I had premonitions about this Christmas.
Perhaps I should have paid more attention.
I was asked to write our Team’s Holiday letter to our nonprofit
clients.
My colleagues rejected it for being too sad.
“It’s not sad,” I said, “it’s realistic. Look at everything
going on right now. I can’t possible send a cheery, all is well with the world
letter. It would not be honest.”
“Heather, I read this and felt terrible.”
Fine, fine, fine….to
their defense, as I was writing the San Bernardino shooting was unfolding so it
might have been a touch melancholy.
The next day I did my knee in.
This is not the end of the world but I do tend to work out my
angst by working out. I also like cookies. And I tend to work those out too. There
has been no working out in December; hence my overindulgence of cookies and angst.
I knew I was going in on a blue streak and I think I was
okay with that. Not every Christmas in my life has been happy.
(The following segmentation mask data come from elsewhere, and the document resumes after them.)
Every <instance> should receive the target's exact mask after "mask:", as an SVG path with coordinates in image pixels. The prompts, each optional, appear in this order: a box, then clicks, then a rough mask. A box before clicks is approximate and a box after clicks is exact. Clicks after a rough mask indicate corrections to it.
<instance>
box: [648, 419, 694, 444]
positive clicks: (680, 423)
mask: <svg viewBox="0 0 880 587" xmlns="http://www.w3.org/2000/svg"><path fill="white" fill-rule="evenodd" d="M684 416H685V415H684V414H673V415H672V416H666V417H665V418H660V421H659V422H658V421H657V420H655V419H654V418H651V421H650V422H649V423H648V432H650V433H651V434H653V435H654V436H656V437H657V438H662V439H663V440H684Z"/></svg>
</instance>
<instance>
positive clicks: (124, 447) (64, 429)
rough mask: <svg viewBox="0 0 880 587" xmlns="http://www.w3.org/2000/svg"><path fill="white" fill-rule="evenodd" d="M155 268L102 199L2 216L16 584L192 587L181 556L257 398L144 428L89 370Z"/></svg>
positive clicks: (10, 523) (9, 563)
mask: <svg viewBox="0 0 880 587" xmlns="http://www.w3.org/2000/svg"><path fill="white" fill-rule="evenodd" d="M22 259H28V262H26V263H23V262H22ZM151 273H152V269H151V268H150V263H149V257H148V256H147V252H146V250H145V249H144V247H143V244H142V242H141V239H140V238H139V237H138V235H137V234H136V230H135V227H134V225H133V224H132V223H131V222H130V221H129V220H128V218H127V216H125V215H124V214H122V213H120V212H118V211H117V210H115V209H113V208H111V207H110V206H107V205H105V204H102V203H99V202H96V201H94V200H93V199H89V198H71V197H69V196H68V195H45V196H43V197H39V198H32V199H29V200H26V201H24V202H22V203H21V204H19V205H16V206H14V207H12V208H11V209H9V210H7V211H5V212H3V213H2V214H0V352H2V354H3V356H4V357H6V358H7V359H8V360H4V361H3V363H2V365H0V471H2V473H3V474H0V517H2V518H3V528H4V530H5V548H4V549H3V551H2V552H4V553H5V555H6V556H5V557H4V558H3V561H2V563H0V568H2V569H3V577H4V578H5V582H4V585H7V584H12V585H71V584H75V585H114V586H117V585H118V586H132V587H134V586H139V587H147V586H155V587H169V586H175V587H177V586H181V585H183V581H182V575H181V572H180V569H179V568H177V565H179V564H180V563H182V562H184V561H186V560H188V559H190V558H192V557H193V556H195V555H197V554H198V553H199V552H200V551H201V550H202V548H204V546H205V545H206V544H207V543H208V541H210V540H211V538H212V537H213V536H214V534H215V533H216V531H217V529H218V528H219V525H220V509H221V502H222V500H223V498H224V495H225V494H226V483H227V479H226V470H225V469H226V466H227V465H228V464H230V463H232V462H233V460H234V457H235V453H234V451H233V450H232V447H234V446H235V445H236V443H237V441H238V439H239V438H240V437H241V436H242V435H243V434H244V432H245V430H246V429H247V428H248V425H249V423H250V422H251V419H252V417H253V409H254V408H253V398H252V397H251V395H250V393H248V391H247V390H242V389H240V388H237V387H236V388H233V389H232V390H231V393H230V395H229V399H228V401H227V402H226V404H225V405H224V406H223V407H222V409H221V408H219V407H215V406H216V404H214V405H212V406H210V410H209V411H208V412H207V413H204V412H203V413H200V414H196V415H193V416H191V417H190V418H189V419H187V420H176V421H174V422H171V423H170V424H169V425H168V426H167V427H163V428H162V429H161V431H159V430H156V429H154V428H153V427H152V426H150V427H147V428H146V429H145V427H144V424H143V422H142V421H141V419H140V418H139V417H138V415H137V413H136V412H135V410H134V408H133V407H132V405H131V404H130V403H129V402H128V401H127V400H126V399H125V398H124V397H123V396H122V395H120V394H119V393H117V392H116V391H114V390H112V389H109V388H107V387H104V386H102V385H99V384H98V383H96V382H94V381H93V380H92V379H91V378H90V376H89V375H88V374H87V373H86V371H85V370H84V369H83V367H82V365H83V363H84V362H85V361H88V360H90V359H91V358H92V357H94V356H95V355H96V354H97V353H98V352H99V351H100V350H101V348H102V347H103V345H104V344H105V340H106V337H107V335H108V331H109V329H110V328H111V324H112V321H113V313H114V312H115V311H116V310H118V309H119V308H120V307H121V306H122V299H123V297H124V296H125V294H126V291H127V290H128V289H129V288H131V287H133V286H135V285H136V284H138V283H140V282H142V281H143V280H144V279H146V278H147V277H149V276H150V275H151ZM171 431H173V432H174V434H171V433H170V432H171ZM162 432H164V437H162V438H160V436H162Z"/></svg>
One Christmas Eve was spent
at relatives in Illinois. There was a HUGE pile of presents under the tree and
all I got was a crappy Candy Land. I cried hysterically because my cousin
got a Baby-Burps a lot AND matching Baby Burps A lot outfits!
My mother drug me out of my Aunt’s
house apologetically telling everyone I was fine, just a tad overstimulated.
Overstimulated my foot. I totally got jipped. Forty years
later and I still have an aversion to Candy Land.
Stupid Gumdrop Mountain.
That was a blue Christmas.
Another time the whole family got the stomach flu at my
Grandma’s house. She only had two bathrooms. Green Christmas.
But I wasn’t quite prepared for this Christmas.
The 23rd
greeted me with the loss of two of our Littles in the special needs community.
Two in one day….two too many.
Seven too many this year.
I stood in the shower that morning watching the soap circle
the drain thinking ‘I don’t know how to
process this much loss.’
While scrubbing my feet I decided 2016 was a great year to
return to therapy. I do love therapy and an hour to talk about me and only me. But
more important was the realization that this community has a lot of unbelievable
loss- loss that needs to be acknowledged but cannot be carried alone.
The Christmas after we lost Samantha, some good friends found a spot on a tiny island in British Columbia and planted a tree in her memory. The tree was a Charlie Brown spruce with a tuft of needles reminiscent of Samantha's crazy hair.
Our friends hike up to "Sammy's Point" every Christmas to hang an ornament and take a picture of how her tree has grown.
This year they placed an ornament in memory of our other Littles too.
Thank you great Northern Friends.
I don't know how to close out this holiday. My heart breaks for these parents and how their lives have changed.
And I fear we might all get stuck in Molasses Swamp with the infamous Grandma Nutt when all we wanted was a Baby Burps A lot.
Bah Humbug.
To 2016.
And therapy.
2 comments:
Love how you allow " raw" to simply be "raw" without any false smiles or flowers. Hugs to you and those you stand staunchly by.
You are a good queen. If you eat some organic strawberries you may feel a little better.